I set up Freepbx a few months ago. I pretty much closed everything down on the firewall to just allow users/extensions within my local network access to the freepbx or via VPN.
I wanted to see if I could easily allow external users to gain access without the need for a vpn to try and simplify things and not worry about VPN connection drop outs etc.
First I should give a bit of background info…please let me know if you need more.
Free pbx is installed behind a draytek router/firewall. I have a static IP address for my internet connection. My SIP provider provides authentication on my IP address, not other authentication is required. I initially opened up the ports in my draytek router from 10002 - 20000 to allow access from from just my sip trunk providers IP address. I also opened up port 5060 for just the sip trunk provider - although I am unsure if this is necessary? I have also set up the freepbx firewall using the wizard. The Sip trunks are PJSIP. Extensions are PJSIP.
I have an old version of the Bria phone app installed on my mobile. Today I tried opening up the ports 10002 - 20000 on my router/firewall to all traffic as well as the port 5060. The Bria app would occassionally register and would allow me to make calls, other times it wouldn’t register at all even with the same settings. So I installed the Zoiper free lite app. This connected instantly and worked as expected. After aproximately 30 mins to an hour, I started getting what appeared to be internal calls from extension 1001, but I don’t have extension 1001 set up.
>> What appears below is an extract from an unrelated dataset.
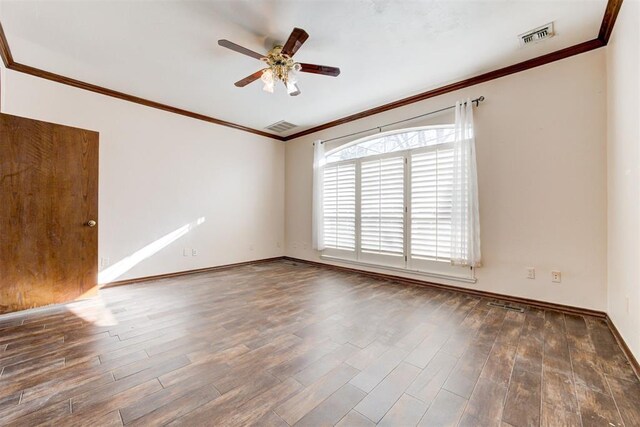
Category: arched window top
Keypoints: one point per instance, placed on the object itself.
(389, 142)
At this point alarm bells were ringing so I decided to shut down the open ports in my Draytek back to how they were set up previously. Unfortunately the calls kept coming. In the end I shut down the router and restarted it, but the calls kept coming. I unplugged the modem connection and then calls stopped. After 15 mins or so I plugged the modem back in and so far haven’t had any more calls from extension 1001. Does it take a while for Draytek to shut a port down in its firewall or is it instant?
Would it seem that in the timeframe set out above, that someone was trying to access my system?
Does my sip trunk provider require access to port 5060 to make / set up the SIP calls?
I have read that it is best to change the port that telephones use from 5060 to another port…but this is where my confusion comes from… do both telephones and my sip trunk provider require the use of port 5060 or is it just the telephones?
Sorry for the long post, but I am struggling to get my head around the ports used as it has been a little while since I initially set it all up.
I have closed of 5060 to my sip trunk provider on the draytek firewall and I am still able to make and receive calls, but I am wondering if this is to do with the fact that there maybe a delay in the draytek, or is it not required? I was certain that I needed it open to the sip trunk provider when I originally set up freepbx, and that I couldnt make calls until I had opened this port to the sip trunk provider?